Twitch will be turning off the experimental Chants chat feature on Feb. 2, 2022, the American video live streaming service company announced Tuesday.
After being initially announced back in May as a limited-time experiment, it appears Twitch has found that the feature does more harm than good.
Crowd Chants were a new way for communities to "chant" during hype moments on stream.
Creators and mods could use "/chant" to suggest messages (with text and/or emotes) in chat, which would then allow viewers to see a private callout with the chant and either dismiss or participate.
For instance, while I was watching an Apex Legends streamer win a game by ripping the final opposing team to shreds with the Rampage LMG, a mod started a chant that went, "rampage go brrrrrr."
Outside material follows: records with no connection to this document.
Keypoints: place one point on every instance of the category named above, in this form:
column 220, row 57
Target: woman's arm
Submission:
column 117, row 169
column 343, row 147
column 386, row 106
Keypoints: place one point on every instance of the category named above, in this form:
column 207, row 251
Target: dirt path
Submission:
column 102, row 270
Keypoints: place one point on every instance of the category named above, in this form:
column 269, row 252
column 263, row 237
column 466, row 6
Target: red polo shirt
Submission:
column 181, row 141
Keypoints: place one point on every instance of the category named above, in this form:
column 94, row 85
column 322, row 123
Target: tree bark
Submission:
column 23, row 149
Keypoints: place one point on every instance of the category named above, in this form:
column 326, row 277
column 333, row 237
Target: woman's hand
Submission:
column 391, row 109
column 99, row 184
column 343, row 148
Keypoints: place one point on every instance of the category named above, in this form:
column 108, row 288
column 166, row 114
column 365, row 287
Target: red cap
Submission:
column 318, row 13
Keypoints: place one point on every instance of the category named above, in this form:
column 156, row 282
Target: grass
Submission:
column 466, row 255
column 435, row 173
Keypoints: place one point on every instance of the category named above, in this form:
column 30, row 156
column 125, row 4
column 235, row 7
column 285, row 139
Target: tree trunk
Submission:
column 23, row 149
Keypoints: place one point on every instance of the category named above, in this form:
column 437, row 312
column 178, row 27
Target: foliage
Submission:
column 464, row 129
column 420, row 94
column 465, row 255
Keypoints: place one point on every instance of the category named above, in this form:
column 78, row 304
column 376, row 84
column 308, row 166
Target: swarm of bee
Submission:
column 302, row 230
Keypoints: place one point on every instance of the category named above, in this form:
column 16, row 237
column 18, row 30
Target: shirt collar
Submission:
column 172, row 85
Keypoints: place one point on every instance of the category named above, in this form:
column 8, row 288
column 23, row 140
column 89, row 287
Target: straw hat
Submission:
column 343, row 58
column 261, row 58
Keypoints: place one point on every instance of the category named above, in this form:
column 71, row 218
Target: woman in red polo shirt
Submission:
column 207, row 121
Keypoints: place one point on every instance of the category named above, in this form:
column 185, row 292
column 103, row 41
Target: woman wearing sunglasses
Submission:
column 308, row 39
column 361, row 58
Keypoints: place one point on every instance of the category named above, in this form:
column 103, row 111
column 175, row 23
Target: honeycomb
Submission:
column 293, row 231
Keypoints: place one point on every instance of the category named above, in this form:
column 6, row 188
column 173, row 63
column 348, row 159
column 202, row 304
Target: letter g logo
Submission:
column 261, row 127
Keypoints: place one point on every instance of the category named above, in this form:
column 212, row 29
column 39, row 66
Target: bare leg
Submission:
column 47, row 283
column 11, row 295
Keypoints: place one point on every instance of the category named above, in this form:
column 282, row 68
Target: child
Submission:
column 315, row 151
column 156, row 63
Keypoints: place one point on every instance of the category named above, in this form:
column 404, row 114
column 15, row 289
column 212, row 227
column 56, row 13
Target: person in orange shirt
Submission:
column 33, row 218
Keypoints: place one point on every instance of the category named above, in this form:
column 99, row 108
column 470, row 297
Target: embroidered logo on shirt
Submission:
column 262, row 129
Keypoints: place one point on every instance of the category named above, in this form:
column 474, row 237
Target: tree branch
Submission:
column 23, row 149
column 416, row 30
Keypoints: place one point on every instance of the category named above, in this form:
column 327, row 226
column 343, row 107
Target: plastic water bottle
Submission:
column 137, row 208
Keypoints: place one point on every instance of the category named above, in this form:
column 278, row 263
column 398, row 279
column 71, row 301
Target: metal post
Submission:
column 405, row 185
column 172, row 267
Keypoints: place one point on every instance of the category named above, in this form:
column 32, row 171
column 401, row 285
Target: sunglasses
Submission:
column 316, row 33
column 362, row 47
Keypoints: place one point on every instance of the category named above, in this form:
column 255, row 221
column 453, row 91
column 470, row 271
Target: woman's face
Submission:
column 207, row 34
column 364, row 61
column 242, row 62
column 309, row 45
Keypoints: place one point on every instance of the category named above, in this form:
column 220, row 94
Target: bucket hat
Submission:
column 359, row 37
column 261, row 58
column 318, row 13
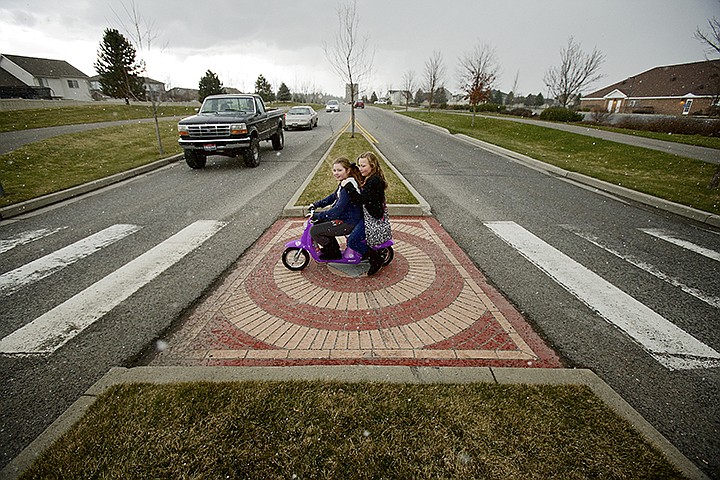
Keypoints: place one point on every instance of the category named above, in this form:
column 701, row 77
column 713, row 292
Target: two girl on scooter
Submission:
column 342, row 218
column 348, row 208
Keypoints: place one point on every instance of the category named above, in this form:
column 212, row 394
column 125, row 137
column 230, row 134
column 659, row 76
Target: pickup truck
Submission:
column 232, row 125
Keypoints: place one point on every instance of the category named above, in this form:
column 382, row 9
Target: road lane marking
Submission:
column 26, row 237
column 674, row 348
column 658, row 233
column 56, row 327
column 711, row 300
column 13, row 280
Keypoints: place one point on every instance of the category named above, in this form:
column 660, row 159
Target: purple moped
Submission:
column 298, row 252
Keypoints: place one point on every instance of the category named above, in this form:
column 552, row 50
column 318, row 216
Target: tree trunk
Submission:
column 715, row 182
column 157, row 134
column 352, row 119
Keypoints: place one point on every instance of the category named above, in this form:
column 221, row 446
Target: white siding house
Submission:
column 64, row 81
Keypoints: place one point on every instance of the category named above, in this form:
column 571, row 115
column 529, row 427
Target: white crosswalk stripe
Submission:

Before I knew it, the entire chat was filled with "rampage go brrrrrr," and I joined in as well simply by hitting the "Chant" button that popped up.
Unfortunately, according to Twitch, while the feature was popular, they seemingly observed a trend in which Chants negatively impacted minutes watched for significant groups of creators using it.
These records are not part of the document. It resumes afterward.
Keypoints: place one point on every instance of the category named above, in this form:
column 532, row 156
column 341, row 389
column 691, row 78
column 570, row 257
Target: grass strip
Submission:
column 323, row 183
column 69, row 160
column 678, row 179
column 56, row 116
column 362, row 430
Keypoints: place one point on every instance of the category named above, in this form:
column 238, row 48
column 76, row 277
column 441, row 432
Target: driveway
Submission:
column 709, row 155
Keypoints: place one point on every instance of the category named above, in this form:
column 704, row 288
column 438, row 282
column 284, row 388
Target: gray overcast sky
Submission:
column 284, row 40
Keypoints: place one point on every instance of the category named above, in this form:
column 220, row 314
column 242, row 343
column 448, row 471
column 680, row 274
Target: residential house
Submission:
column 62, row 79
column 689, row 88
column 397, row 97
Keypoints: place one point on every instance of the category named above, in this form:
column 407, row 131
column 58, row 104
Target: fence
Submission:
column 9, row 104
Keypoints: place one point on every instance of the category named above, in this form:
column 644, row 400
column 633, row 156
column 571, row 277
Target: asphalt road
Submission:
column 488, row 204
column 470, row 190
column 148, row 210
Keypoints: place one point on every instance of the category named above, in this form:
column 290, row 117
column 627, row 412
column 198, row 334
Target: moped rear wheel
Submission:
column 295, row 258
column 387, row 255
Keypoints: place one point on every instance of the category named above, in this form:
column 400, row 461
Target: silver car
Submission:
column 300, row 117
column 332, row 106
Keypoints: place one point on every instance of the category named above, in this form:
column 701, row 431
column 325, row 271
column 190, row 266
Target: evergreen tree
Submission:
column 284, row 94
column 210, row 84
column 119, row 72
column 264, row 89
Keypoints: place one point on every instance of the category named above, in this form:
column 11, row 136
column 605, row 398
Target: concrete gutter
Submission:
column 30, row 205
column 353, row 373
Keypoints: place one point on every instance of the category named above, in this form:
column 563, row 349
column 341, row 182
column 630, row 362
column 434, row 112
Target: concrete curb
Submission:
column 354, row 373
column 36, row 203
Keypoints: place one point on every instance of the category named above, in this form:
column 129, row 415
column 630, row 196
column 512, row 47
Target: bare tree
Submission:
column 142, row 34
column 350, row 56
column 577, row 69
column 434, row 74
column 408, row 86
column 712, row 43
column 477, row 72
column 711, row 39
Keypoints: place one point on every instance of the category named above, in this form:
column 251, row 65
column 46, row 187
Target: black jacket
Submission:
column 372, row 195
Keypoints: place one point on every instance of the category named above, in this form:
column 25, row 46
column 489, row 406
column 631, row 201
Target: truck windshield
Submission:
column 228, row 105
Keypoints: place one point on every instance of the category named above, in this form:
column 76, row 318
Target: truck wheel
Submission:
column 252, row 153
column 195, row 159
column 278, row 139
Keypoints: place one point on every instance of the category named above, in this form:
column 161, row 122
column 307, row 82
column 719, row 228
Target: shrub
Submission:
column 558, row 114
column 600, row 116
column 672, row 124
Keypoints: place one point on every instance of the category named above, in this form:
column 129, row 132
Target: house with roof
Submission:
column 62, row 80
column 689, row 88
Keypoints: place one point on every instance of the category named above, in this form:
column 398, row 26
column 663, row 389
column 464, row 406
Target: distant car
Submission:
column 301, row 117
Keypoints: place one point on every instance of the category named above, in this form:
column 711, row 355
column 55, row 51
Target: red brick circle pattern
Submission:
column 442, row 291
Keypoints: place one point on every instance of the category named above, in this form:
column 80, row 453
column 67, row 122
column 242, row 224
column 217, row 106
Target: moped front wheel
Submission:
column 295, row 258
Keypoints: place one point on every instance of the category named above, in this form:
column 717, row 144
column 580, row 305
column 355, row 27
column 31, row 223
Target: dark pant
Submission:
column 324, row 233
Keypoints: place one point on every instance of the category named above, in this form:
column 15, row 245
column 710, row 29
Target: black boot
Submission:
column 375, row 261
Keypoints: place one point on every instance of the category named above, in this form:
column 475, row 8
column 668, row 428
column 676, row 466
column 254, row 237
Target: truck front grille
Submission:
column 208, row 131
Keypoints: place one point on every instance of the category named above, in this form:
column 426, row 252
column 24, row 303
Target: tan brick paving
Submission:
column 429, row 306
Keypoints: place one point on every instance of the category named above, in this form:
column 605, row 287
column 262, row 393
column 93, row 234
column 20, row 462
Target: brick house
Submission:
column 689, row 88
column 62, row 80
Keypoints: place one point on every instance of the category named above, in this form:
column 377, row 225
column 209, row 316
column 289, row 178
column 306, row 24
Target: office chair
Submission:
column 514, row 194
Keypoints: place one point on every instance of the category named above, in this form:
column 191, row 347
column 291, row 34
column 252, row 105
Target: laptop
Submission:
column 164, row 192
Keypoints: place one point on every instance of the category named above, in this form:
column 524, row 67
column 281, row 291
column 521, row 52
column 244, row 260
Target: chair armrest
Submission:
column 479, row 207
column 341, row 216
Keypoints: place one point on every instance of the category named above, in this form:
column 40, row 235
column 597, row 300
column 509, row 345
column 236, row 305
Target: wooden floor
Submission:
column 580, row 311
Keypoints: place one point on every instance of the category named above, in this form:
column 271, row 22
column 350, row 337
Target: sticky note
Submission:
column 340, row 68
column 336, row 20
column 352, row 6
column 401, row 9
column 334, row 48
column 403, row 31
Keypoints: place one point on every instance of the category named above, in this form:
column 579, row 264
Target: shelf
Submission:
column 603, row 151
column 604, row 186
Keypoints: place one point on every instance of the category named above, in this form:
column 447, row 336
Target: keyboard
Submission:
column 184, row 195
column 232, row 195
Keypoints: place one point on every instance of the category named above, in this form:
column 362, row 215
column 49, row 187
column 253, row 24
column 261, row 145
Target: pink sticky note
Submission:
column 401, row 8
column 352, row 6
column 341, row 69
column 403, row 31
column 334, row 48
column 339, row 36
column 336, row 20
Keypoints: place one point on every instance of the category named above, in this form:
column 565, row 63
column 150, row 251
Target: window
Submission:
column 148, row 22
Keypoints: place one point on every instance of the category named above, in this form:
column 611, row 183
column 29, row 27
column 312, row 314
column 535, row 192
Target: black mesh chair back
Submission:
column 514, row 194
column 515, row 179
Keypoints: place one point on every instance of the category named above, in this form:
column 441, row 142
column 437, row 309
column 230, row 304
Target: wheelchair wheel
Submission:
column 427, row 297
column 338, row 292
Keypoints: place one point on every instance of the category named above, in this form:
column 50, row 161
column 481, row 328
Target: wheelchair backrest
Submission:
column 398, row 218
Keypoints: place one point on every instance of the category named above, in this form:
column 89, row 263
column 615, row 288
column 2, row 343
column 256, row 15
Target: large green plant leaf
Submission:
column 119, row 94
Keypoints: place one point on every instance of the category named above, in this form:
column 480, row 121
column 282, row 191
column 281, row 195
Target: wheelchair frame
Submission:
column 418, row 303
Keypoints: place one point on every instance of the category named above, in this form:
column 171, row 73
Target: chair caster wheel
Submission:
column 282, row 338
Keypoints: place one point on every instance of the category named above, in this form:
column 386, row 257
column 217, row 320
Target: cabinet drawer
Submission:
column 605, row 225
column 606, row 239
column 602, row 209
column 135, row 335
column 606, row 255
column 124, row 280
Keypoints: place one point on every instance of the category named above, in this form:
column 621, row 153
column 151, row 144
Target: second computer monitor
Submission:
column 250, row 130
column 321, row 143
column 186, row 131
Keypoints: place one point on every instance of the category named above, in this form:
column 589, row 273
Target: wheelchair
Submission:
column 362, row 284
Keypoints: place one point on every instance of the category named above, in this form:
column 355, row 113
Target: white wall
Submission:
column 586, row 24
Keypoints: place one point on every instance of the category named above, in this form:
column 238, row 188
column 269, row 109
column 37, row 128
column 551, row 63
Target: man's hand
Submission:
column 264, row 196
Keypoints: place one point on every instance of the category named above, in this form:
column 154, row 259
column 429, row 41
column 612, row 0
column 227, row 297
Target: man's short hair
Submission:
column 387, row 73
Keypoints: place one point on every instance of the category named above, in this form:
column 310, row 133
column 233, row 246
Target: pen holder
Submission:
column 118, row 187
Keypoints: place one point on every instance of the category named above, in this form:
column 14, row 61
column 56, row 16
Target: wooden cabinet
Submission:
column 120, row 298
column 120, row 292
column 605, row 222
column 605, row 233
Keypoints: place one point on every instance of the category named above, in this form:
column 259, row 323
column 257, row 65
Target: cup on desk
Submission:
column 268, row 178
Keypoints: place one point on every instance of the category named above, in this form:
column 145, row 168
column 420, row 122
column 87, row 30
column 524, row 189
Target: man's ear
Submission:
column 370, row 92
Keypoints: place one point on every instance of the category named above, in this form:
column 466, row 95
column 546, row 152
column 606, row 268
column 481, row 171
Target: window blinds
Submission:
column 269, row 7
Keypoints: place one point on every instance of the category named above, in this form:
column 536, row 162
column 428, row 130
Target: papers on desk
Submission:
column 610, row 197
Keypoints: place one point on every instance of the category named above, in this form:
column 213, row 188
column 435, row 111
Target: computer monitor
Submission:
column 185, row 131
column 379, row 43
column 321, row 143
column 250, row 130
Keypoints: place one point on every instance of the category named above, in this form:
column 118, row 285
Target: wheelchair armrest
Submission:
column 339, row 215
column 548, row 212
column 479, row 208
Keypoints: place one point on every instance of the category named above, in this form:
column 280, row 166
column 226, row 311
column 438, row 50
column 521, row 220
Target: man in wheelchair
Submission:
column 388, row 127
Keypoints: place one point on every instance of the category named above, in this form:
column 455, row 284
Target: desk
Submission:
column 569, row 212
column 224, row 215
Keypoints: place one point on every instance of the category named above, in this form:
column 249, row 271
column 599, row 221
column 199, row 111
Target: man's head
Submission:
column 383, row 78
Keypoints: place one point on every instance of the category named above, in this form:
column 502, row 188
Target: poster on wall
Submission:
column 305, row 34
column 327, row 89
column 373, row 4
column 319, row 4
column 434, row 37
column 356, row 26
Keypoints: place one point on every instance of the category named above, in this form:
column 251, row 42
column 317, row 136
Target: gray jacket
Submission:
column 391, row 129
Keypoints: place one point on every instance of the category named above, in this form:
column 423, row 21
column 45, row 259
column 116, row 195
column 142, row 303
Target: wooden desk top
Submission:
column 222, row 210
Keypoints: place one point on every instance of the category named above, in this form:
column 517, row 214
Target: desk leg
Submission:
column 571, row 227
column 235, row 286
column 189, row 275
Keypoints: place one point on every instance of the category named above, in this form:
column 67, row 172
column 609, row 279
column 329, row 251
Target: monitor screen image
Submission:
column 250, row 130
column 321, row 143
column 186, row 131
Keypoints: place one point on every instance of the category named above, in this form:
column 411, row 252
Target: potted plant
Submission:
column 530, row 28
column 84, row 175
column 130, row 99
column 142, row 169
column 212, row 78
Before long, many replied to the announcement on Twitter, from those sharing their experiences about Chants being a positive addition, to other skeptical about the feature could lead to lower viewership.
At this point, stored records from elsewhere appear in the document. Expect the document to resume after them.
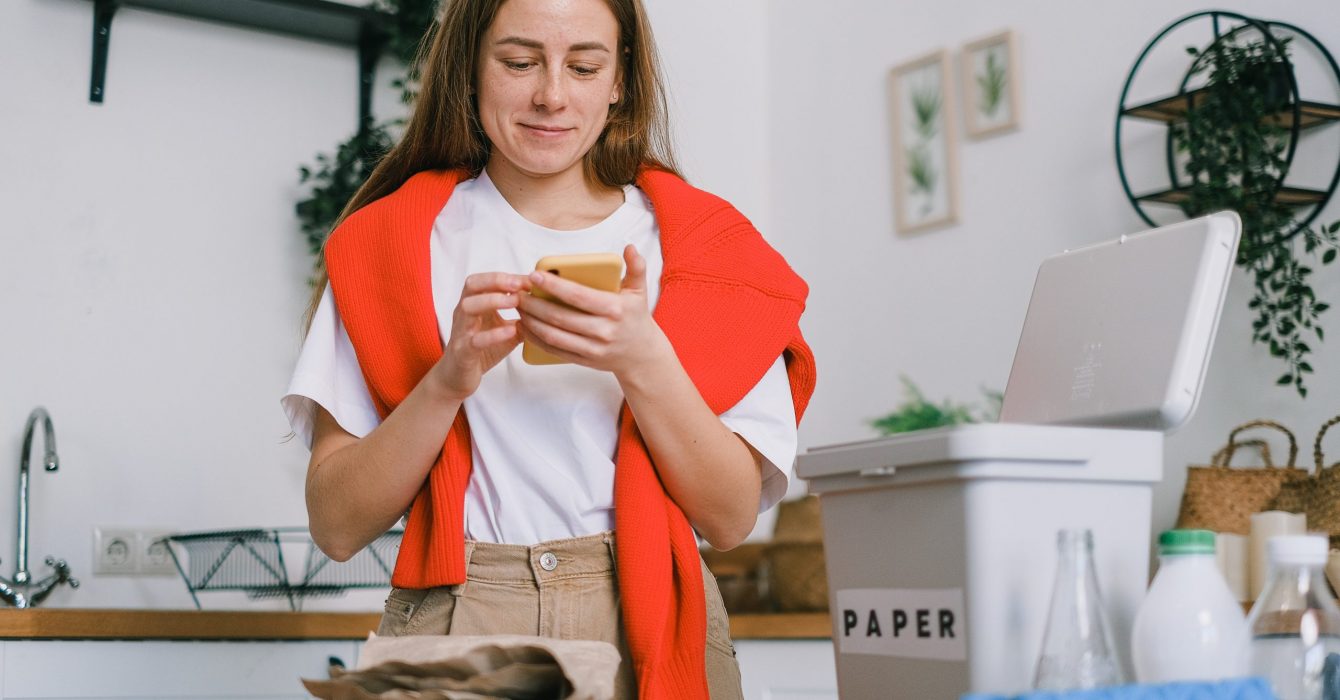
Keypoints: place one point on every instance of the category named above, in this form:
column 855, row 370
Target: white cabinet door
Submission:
column 787, row 669
column 165, row 669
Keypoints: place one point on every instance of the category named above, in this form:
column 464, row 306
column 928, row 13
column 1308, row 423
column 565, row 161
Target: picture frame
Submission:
column 923, row 148
column 990, row 85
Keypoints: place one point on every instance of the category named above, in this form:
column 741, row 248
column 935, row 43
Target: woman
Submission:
column 556, row 500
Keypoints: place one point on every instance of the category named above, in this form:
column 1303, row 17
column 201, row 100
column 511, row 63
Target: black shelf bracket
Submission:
column 371, row 40
column 323, row 20
column 102, row 14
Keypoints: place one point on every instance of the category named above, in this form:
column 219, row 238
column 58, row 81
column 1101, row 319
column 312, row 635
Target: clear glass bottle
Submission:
column 1295, row 624
column 1190, row 626
column 1078, row 649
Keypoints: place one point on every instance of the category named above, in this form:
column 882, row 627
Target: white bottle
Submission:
column 1295, row 624
column 1189, row 626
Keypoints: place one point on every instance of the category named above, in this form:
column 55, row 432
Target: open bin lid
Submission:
column 986, row 451
column 1119, row 334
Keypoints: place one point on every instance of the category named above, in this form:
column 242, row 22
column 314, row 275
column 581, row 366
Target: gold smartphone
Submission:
column 599, row 271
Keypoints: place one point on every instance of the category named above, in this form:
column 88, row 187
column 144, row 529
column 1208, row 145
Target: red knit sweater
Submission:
column 729, row 306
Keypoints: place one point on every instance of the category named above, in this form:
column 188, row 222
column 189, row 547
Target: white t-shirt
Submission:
column 542, row 437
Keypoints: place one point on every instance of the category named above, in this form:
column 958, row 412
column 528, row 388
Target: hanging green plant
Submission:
column 917, row 413
column 1236, row 144
column 337, row 176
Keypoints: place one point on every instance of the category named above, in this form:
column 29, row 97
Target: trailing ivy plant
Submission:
column 917, row 413
column 1236, row 158
column 337, row 176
"Once again I feel this could have been added and been an optional feature for streamers," @VaughnWhiskey said on Twitter. "I've seen some really wholesome and great things come from the chant feature and those who used it in a negative way maybe should as a creator step in and disable it."
"Literally what correlation could chants have to low viewership?" @memmyygrace added. "People see chants and hate them so much they leave?"
The Twitch Support Twitter has since put out another statement.
"To clarify, we randomly generate test (those w/ access) and control (those w/out) groups to compare impact on things creators care about. In this case, the decrease in viewership for channels with access to Chants was significant, specially for small and mid-size channels."